The Traditions of the Kabru^rojc

Mysterious beings

From time immemorial, the Boruca tribe has practiced ceremonies and rituals dedicated to the gods of nature. With the arrival of the spanish invaders, our ancestral villages lost many customs and rituals. Out of these confrontations and wars, our Kabru^Rojc tradition was born. symbolically we are again fighting the spaniard, represented by a structure made of sticks, covered with burlap sacks, and in the place of the bull’s face, there is a wooden mask, completed with a set of cow horns. symbolically this character tries to kill and conquer the Kabru Rojc.

The Kabru is a mysterious being, which was born in a hill called Brugra, in the vicinity Boruca. The moment called kak ij is when the night ends, and the dawn begins; it is the time to play the accoustic shells, drums, and flutes; it is also the time when the Warriors are born and start dancing with their costumes and their masks portraying the macaws, eagles, crocodiles, peccaries, jaguars, and many other mythical beings acknowledged by the villagers. With their roars, chanteys, and music, they announce the arrival of the Warriors who were born behind the sun and will fight and protect the people from the envious xaman (intruder) whom is thirsty for land, slaves, and gold.

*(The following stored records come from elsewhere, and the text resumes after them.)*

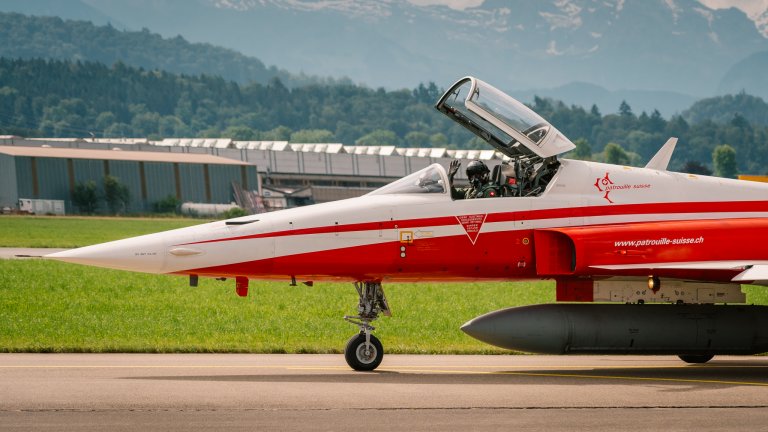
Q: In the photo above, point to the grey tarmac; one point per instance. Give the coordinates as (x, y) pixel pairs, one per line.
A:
(319, 392)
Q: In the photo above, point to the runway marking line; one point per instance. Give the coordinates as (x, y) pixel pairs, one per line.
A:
(440, 370)
(436, 368)
(606, 377)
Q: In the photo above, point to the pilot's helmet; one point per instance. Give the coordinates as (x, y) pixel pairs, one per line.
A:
(477, 168)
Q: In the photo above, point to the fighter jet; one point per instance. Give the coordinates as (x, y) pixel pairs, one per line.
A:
(645, 261)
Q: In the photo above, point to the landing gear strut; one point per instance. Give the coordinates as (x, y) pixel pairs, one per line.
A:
(364, 351)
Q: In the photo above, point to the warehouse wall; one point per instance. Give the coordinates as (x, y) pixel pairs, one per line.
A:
(9, 195)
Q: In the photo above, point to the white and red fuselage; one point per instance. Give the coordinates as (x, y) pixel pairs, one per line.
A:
(595, 228)
(593, 219)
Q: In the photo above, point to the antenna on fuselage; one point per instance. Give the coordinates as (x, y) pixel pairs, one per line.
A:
(660, 160)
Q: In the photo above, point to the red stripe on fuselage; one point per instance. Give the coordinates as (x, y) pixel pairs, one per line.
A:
(524, 215)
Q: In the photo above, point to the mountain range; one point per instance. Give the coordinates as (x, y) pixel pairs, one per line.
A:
(654, 53)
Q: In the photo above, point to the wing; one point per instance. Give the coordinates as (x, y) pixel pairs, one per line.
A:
(752, 271)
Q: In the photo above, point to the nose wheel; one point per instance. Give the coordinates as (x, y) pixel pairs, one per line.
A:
(363, 355)
(364, 352)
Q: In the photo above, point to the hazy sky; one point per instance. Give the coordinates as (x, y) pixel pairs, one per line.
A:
(751, 7)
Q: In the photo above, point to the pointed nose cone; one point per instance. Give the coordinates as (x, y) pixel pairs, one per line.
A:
(142, 254)
(538, 329)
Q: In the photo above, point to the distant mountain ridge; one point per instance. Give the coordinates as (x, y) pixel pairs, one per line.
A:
(670, 52)
(24, 36)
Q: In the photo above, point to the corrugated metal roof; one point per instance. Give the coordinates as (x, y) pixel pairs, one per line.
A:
(71, 153)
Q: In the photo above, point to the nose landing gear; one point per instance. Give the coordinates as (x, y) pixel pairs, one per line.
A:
(364, 352)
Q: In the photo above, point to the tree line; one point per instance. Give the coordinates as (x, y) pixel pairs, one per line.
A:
(84, 99)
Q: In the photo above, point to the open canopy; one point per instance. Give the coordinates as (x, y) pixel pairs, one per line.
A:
(511, 127)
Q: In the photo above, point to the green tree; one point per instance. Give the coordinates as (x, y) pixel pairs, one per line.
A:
(169, 204)
(312, 136)
(583, 150)
(438, 140)
(280, 133)
(724, 161)
(116, 195)
(241, 133)
(85, 196)
(615, 154)
(416, 139)
(379, 137)
(696, 167)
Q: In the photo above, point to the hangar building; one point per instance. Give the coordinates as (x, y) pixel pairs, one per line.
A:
(52, 173)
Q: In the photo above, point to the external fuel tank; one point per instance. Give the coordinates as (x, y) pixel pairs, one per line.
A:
(625, 329)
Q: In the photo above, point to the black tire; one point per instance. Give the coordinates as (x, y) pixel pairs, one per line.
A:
(354, 353)
(696, 358)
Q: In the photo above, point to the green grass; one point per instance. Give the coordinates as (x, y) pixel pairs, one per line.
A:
(70, 232)
(57, 307)
(48, 306)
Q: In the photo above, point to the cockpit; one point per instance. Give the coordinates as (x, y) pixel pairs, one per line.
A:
(531, 143)
(508, 125)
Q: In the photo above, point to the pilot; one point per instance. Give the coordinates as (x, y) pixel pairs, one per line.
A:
(479, 184)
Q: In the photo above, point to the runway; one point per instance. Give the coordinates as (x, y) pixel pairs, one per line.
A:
(319, 392)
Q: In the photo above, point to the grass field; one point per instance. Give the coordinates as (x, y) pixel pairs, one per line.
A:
(48, 306)
(57, 307)
(70, 232)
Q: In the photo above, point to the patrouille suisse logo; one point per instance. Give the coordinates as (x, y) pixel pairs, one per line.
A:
(472, 225)
(605, 185)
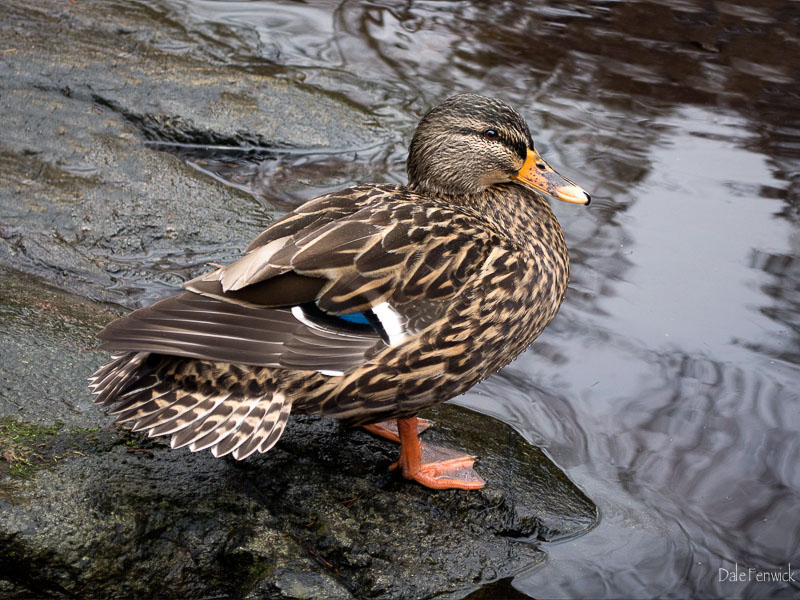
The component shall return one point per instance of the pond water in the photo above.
(668, 388)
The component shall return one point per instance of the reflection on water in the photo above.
(669, 386)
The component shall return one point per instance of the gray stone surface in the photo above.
(93, 220)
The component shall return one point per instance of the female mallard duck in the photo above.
(368, 304)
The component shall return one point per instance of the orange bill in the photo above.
(537, 174)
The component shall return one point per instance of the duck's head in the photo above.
(469, 143)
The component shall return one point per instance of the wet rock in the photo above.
(83, 200)
(111, 513)
(88, 212)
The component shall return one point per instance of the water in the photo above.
(668, 387)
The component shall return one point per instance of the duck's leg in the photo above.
(388, 429)
(433, 466)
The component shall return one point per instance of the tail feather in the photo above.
(149, 394)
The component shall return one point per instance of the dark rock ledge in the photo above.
(87, 213)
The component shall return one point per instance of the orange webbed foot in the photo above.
(432, 466)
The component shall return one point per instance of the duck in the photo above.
(368, 304)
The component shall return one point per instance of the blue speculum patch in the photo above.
(358, 318)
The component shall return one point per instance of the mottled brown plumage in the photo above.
(367, 304)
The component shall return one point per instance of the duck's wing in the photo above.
(325, 288)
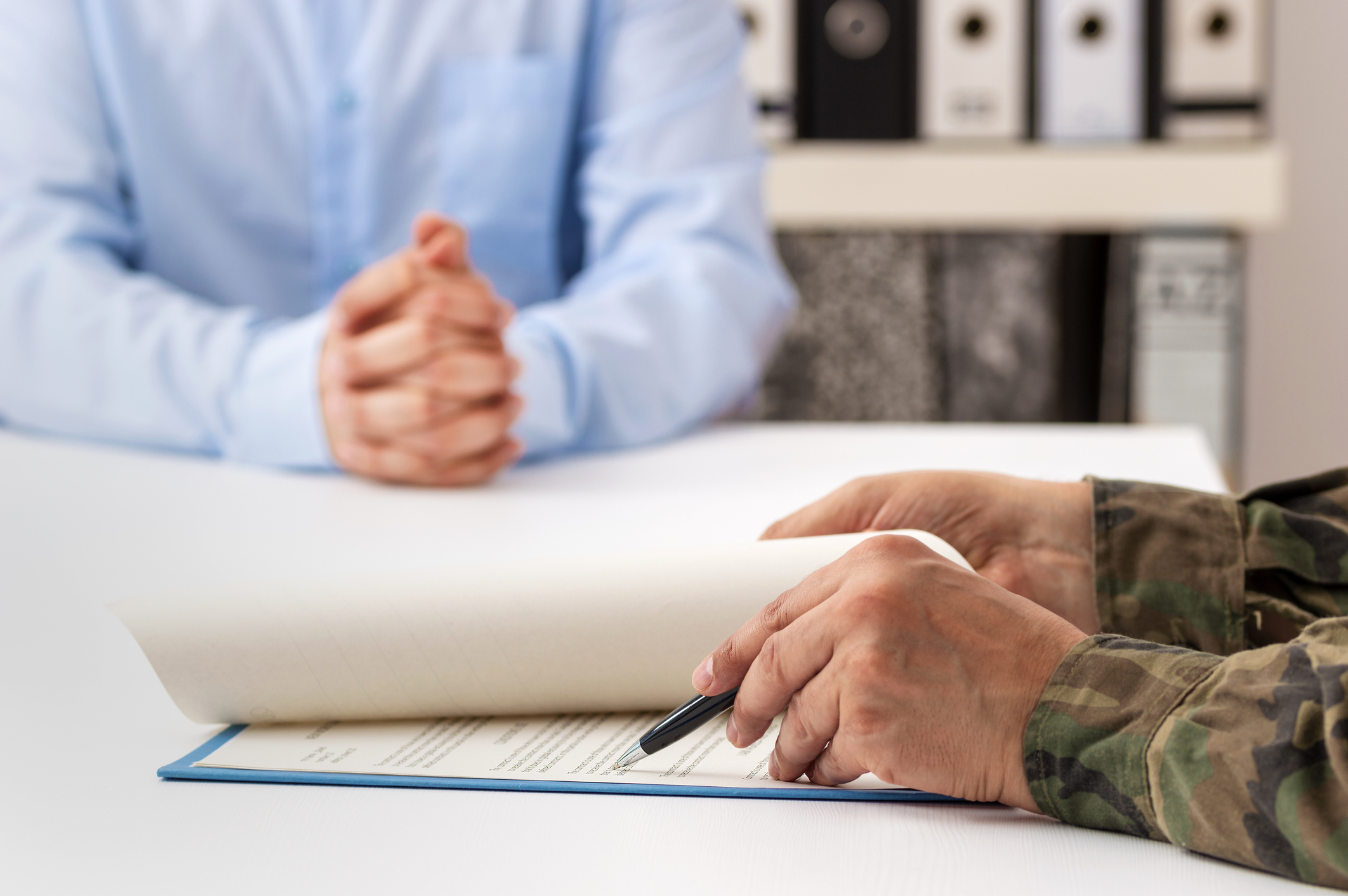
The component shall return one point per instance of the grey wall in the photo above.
(1297, 309)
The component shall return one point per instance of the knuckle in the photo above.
(867, 721)
(798, 723)
(770, 661)
(868, 664)
(423, 407)
(423, 334)
(777, 615)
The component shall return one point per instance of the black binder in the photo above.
(856, 69)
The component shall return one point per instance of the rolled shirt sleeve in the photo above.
(91, 346)
(1243, 758)
(681, 298)
(185, 188)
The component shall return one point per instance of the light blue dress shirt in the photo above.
(185, 185)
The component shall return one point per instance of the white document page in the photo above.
(579, 635)
(580, 747)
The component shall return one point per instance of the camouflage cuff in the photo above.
(1085, 747)
(1169, 565)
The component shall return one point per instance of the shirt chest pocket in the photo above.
(505, 145)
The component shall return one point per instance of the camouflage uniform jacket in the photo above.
(1213, 712)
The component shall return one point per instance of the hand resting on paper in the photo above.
(1029, 537)
(416, 378)
(894, 661)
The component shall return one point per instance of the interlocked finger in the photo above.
(468, 375)
(465, 434)
(398, 410)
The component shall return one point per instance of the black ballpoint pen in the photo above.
(677, 725)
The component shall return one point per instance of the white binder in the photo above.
(1187, 337)
(1215, 67)
(769, 63)
(1091, 69)
(972, 77)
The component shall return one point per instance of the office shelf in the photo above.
(1099, 188)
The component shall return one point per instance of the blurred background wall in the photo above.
(1296, 417)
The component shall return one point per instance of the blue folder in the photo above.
(185, 770)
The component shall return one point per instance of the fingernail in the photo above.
(703, 675)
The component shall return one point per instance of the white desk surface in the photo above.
(85, 723)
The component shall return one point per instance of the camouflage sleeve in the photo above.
(1218, 573)
(1157, 735)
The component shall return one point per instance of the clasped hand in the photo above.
(414, 375)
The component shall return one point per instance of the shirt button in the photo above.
(345, 102)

The Kabru Rojc, sometimes win and sometimes lose their battles. Just when the invaders believe they have succeeded, the Kabru leader gives the order to capture, kill, and burn the bull in a bonfire. For the borucas, fire represents the joy of a new life and the closing of our traditional year-end festivities.

Note: The Kabru ^Rojc don’t use the name of the “little devils’ dance” anymore; according to the tradition, they are mysterious beings and not devils.